The ultimate product of manual typecasting were letters, known as sorts for letterpress printing, and the process starts with the installation of a matrix with the impression of a particular glyph into the bottom of the hand mould which is adjusted for the width of the body and locked in preparation for casting. Molten type metal alloy would be carefully poured into a straight-sided vertical cavity at the top of the mould. The type caster would then give the mould a quick shake to aid the flow of type metal into every cavity of the matrix. In practice it was discovered that different glyphs would require different shakes to cast the characters properly. As the casting cooled down and solidified, the mould would be unlocked and the sort removed, ready for later finishing operations and locked again ready for the next character.

Manual casting was a long drawn-out process, but was able to produce precise and consistent excellent results.

==Automation==
In 1805 Henri Didot of Paris, France patented a type casting machine.

David Bruce invented the first automated type casting machine in 1838, but it was the Monotype and Linotype machines that first effectively speeded up the process.

In 1887, Tolbert Lanston invented the Monotype mechanical typesetting machine. This was a type casting system that produced individual characters, in which a matrix case is used for holding all the font's matrices. In a manner somewhat reminiscent of hand type casting, every time a character is to be cast, the selection mechanism would position the matrix case so that the correct matrix is over the mould, hot metal would be injected, the sort removed and the process repeated until the job is finished.

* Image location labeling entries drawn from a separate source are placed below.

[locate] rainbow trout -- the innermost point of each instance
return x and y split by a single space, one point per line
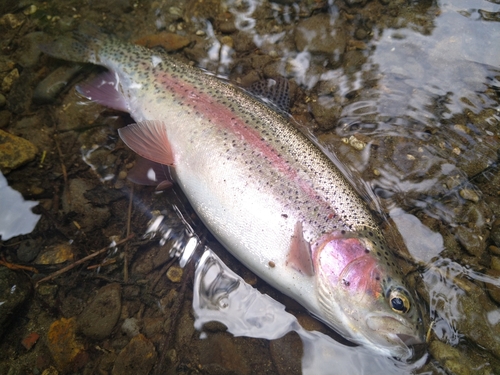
264 190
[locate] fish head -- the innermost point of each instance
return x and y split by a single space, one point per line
360 287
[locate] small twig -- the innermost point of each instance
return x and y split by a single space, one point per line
175 314
63 169
80 261
13 266
129 215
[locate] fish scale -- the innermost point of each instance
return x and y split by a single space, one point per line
265 191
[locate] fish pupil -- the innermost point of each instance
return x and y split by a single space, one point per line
398 304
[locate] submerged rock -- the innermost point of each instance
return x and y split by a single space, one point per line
137 358
321 34
14 290
63 343
15 151
98 319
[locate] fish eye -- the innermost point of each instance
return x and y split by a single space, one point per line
399 302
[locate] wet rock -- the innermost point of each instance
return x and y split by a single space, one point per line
131 327
48 293
9 80
98 319
174 274
287 354
29 341
493 290
19 98
153 328
28 250
472 239
89 216
243 42
63 343
473 322
220 352
137 358
15 288
495 232
12 20
451 358
15 151
185 327
51 86
469 194
326 112
150 259
323 34
56 254
29 52
5 117
225 23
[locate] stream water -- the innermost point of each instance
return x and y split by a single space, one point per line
403 95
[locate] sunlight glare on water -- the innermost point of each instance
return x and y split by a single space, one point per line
16 216
221 295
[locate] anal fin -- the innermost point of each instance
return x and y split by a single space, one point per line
299 254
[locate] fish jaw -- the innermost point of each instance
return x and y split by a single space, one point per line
359 288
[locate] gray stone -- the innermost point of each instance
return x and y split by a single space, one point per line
52 85
28 250
137 358
14 290
495 232
74 200
99 317
322 33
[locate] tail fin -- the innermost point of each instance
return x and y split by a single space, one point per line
82 45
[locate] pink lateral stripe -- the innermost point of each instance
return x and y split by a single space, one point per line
223 117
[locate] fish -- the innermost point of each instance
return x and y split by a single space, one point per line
267 192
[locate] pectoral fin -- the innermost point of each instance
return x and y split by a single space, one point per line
149 140
147 172
299 255
104 89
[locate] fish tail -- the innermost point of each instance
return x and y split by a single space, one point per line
83 45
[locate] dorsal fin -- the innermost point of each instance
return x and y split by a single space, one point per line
273 91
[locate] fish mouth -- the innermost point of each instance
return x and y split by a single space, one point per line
403 341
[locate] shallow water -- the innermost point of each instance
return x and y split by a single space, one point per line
405 96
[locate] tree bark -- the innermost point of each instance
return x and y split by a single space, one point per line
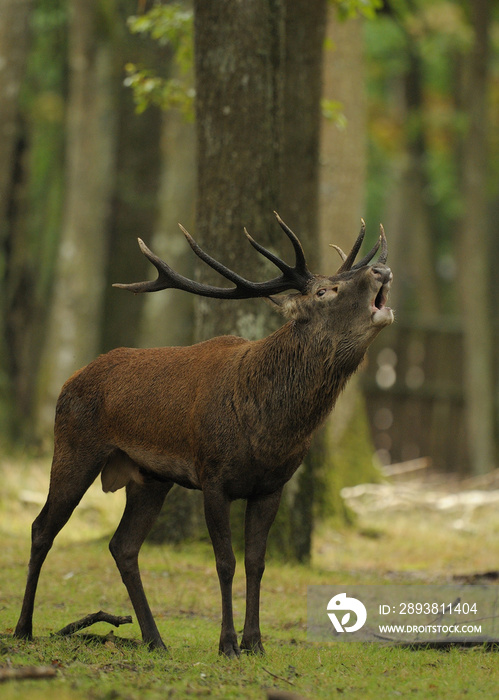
258 78
238 61
14 44
475 252
74 325
343 167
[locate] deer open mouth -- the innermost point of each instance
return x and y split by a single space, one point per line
382 314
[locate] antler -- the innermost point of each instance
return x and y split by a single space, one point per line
296 277
349 259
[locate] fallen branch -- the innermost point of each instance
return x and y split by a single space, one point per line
279 678
24 672
91 619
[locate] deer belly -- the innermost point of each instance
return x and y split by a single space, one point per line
141 466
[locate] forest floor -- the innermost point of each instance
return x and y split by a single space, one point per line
430 530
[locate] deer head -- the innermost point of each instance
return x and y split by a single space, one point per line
356 294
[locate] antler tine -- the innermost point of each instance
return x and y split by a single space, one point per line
384 246
167 278
349 260
339 251
292 278
369 256
300 262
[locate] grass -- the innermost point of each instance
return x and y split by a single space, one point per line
80 577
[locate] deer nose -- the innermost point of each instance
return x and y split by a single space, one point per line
382 273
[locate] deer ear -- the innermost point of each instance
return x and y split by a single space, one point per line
277 303
286 304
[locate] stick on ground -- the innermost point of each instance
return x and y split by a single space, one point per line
91 619
24 672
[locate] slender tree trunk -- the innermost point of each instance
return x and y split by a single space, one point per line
168 319
475 247
74 325
305 26
343 167
14 43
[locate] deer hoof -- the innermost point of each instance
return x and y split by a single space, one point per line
253 647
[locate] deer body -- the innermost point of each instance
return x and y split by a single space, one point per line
229 416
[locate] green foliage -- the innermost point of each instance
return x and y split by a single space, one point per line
348 9
332 110
346 462
170 26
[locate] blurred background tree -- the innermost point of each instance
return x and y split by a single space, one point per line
103 139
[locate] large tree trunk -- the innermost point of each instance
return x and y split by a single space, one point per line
14 42
238 59
258 75
74 326
475 252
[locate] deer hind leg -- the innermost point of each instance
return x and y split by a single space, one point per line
69 480
260 514
217 515
143 504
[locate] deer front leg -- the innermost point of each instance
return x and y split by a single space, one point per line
260 514
143 505
217 514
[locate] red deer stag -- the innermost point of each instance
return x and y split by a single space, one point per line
229 416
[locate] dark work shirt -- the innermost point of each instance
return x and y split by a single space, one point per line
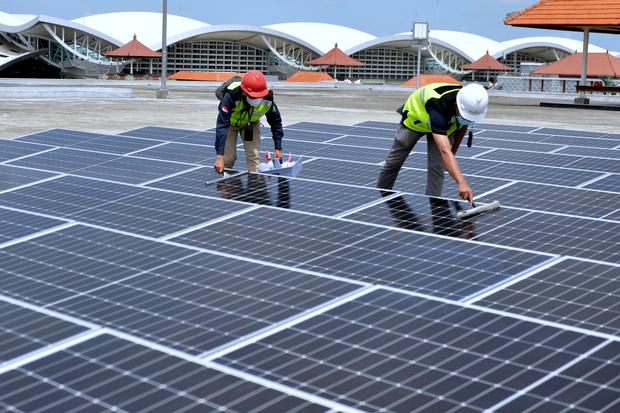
228 103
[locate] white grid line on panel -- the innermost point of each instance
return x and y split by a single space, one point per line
513 280
131 154
210 222
170 175
233 372
224 254
277 327
29 155
50 178
37 234
591 181
547 377
49 349
367 205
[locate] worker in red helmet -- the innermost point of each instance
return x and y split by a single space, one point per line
242 105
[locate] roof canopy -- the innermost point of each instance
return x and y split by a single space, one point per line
599 64
487 62
335 57
600 16
133 49
428 79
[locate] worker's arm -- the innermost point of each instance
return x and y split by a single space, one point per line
452 166
275 122
227 104
458 138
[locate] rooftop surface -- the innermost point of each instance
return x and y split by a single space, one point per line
131 281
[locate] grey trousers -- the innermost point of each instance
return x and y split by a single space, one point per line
403 144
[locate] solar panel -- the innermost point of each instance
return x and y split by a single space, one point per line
63 160
13 176
199 303
15 224
406 260
313 293
609 183
387 351
178 152
114 144
560 234
66 195
59 265
23 331
59 137
587 385
378 125
159 133
594 152
111 374
571 132
579 202
11 149
319 127
579 293
516 144
432 215
132 170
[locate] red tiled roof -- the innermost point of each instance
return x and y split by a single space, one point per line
602 16
335 57
428 79
204 76
133 49
599 64
309 77
487 62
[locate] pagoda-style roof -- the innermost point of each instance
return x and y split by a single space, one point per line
600 16
599 64
133 49
335 57
487 62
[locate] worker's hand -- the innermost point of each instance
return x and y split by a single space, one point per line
466 193
219 164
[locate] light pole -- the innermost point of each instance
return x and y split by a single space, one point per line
162 93
419 38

Although the Linotype (1886) and Intertype (1914) approach to mechanical typesetting produced cast slugs that usually represent the complete line instead of individual characters, it still made use of individual bronze matrices stored in a magazine at the top of the machine, dispensed one per keystroke, assembled, sent to the caster where the slug was cast and the matrices re-distributed using a clever V-shaped keying mechanism.

The Ludlow display typecasting system is similar, in that it is also a linecasting process, although all the typesetting operations (matrix assembly and later distribution) are executed manually by a compositor.

Subsequent typesetting technologies made use of glyphs represented as photographic negatives or digital descriptions.